In particular, an obsession with happiness can make us scared of sadness and rather unhealthily relentless in our pursuit of the positive.
Without sadness, we would never know what happiness is.
From the book The Good Life, written by Hugh Mackay.
Have a realistic and hopefully pleasant day;-) 

UPDATE: 16th January, 2016
I was watching David Bowie's Blackstar music clip today and the smiley face pinned to his spacesuit made me think of this post that I wrote on Bowie's birth-date.
Synchy, or what?-)
The Man Who Fell to Earth?
Trust Bowie to leave us with a smile, even when looking into the face of death:-)


  1. Good one, Daz! A book of possible interest for you" Chris Mackey's book on synchronicity. He's going to be in Australia speaking at the opening of time is art - the movie on synchronicity.

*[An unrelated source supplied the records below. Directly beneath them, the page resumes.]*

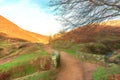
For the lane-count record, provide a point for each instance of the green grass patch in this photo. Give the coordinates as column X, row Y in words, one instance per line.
column 44, row 75
column 21, row 60
column 102, row 73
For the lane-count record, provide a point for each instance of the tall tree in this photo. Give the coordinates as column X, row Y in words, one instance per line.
column 74, row 13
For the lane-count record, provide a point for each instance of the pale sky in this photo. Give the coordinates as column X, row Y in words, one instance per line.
column 32, row 15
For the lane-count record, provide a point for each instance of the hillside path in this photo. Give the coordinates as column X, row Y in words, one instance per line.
column 72, row 69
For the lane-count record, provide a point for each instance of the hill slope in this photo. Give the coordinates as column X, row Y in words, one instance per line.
column 91, row 33
column 10, row 29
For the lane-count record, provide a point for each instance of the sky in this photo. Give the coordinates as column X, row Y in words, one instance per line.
column 32, row 15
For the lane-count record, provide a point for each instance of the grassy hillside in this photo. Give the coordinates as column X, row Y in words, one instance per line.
column 11, row 30
column 22, row 60
column 94, row 39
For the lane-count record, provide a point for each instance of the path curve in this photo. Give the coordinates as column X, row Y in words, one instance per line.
column 72, row 69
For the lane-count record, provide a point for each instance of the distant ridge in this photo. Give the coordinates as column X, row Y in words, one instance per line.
column 11, row 30
column 94, row 32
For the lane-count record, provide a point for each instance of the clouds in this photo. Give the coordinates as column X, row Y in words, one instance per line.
column 30, row 16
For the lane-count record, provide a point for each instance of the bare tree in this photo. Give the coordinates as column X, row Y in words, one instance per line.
column 74, row 13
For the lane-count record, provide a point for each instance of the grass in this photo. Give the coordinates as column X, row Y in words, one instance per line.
column 44, row 75
column 24, row 58
column 102, row 73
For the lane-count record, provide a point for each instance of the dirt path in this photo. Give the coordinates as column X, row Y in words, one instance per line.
column 72, row 69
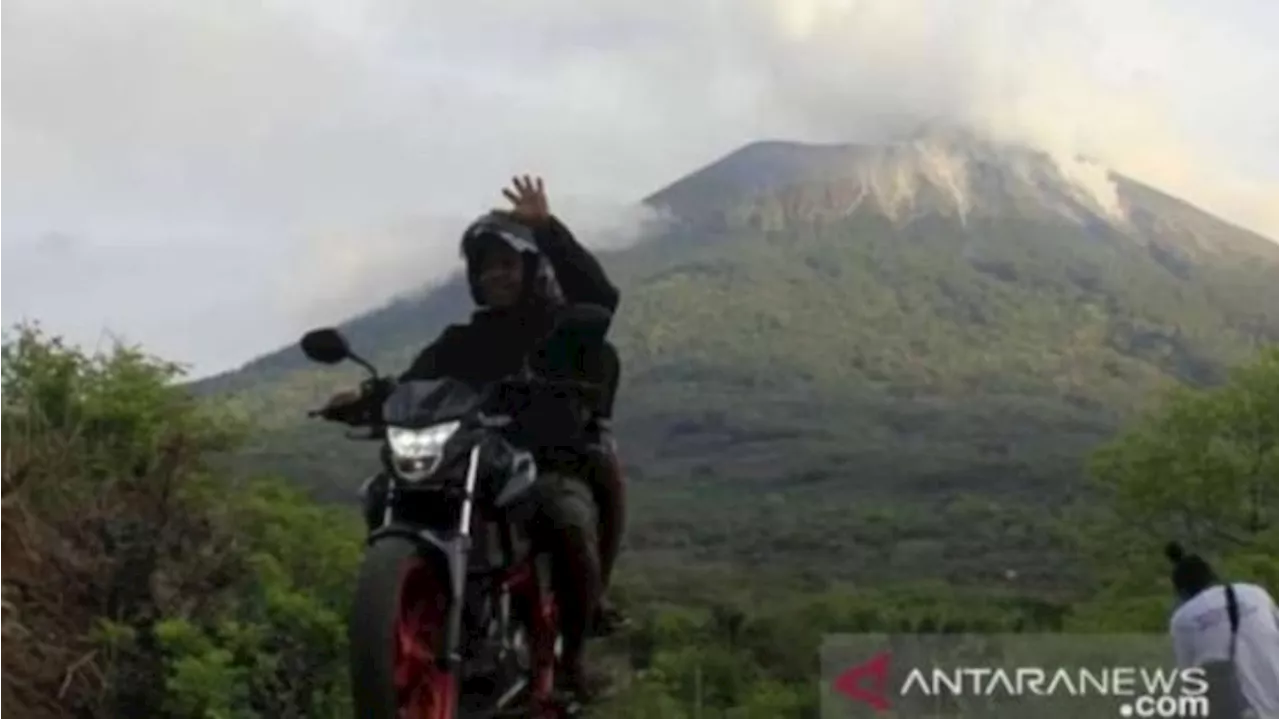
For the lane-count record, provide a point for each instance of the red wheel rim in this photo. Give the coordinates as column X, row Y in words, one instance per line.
column 424, row 690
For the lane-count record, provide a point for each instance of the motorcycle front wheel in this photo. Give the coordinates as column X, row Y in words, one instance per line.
column 396, row 632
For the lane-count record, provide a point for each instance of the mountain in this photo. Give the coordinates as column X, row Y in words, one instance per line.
column 840, row 353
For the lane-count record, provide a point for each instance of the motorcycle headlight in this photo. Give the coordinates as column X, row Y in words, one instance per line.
column 416, row 452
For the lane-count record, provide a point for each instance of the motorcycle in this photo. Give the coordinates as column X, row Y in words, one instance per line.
column 455, row 614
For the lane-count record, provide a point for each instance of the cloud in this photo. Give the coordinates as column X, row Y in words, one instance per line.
column 320, row 155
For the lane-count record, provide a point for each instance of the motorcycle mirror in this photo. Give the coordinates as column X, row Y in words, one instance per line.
column 325, row 346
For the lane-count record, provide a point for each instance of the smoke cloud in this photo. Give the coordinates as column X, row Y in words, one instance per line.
column 264, row 164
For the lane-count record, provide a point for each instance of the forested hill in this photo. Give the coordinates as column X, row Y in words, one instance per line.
column 837, row 353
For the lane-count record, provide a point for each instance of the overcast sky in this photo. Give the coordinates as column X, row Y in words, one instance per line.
column 211, row 178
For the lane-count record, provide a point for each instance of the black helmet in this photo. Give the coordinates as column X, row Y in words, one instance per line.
column 539, row 283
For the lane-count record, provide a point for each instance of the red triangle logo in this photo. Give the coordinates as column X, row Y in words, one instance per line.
column 867, row 682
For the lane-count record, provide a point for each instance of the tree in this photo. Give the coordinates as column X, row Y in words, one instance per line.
column 1203, row 468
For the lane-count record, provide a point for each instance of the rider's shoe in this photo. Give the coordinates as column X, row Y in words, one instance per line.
column 583, row 686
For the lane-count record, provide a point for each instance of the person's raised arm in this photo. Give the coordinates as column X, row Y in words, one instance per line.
column 580, row 274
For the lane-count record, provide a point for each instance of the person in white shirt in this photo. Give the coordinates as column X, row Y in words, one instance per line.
column 1232, row 630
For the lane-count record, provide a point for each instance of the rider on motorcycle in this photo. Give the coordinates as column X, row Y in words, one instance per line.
column 522, row 266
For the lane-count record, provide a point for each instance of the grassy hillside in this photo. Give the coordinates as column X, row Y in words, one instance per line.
column 835, row 388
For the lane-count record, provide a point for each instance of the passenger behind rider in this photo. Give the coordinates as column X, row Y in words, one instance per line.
column 521, row 268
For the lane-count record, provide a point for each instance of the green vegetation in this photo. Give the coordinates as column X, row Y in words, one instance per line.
column 138, row 580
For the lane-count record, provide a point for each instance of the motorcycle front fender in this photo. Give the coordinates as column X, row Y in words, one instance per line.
column 453, row 554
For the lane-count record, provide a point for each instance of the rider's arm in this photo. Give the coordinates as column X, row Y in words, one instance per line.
column 580, row 275
column 435, row 360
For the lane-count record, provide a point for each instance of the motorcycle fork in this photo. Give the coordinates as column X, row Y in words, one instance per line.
column 457, row 554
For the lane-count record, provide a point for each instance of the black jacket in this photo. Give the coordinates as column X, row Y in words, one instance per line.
column 494, row 343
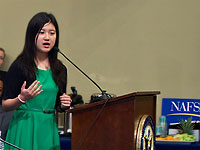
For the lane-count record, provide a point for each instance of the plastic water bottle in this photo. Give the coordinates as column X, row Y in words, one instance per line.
column 163, row 125
column 1, row 143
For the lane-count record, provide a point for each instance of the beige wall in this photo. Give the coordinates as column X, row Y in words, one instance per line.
column 124, row 45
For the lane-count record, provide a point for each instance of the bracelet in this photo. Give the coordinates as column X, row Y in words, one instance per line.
column 22, row 101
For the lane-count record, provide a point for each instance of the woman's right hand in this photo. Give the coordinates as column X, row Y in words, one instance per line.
column 32, row 91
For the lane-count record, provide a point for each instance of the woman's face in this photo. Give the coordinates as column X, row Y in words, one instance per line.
column 46, row 38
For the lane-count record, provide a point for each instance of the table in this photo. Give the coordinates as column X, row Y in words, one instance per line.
column 176, row 145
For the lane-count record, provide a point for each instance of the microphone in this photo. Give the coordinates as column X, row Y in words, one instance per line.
column 104, row 95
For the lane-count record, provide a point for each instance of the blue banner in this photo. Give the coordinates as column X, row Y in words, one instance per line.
column 176, row 109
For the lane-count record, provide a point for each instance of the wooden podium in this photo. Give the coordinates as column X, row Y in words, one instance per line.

  2. Here's a funny "coincidence" regarding Chris Mackey's book Trish.
    I had never heard of him until you brought him to my attention in your comment,so I Googled his name and found his blog and there was a pod-cast section and the top of the list is one called "Synchronicity interview with Mitch Foy, 99.9 Bay FM".
    99.9 Bay FM is the lone radio station of Byron Bay.
    I knew that the synchronicity movie is only going to be screened in Melbourne, so far, as far as Australia goes,and that is about 1,118 miles away from where I live.
    I was about to tell you that a trip to Melbourne is way outside my budget, as I only just booked the Easter weekend to stay down in Byron Bay for the Byron Bay Bluesfest and then in April I'm heading down to Canberra to visit my son and watch my football team the Sharks take on the local Canberra side.
    I've been hoping for a screening of this movie in Brisbane (where I live at the moment), or Byron Bay, so it's good to hear Chris on Bay FM, because that may open the way for a screening in this area.
    The Byron Bay area is where you would think a screening of a movie like this would take place in Australia, as it is the New Age capital of Australia (unofficially that is).
    By the way, I was only just wearing my Bay FM t-shirt the other day, as well.
    I guess at the least I'll have to read Chris Mackey's book after this little synchronicity.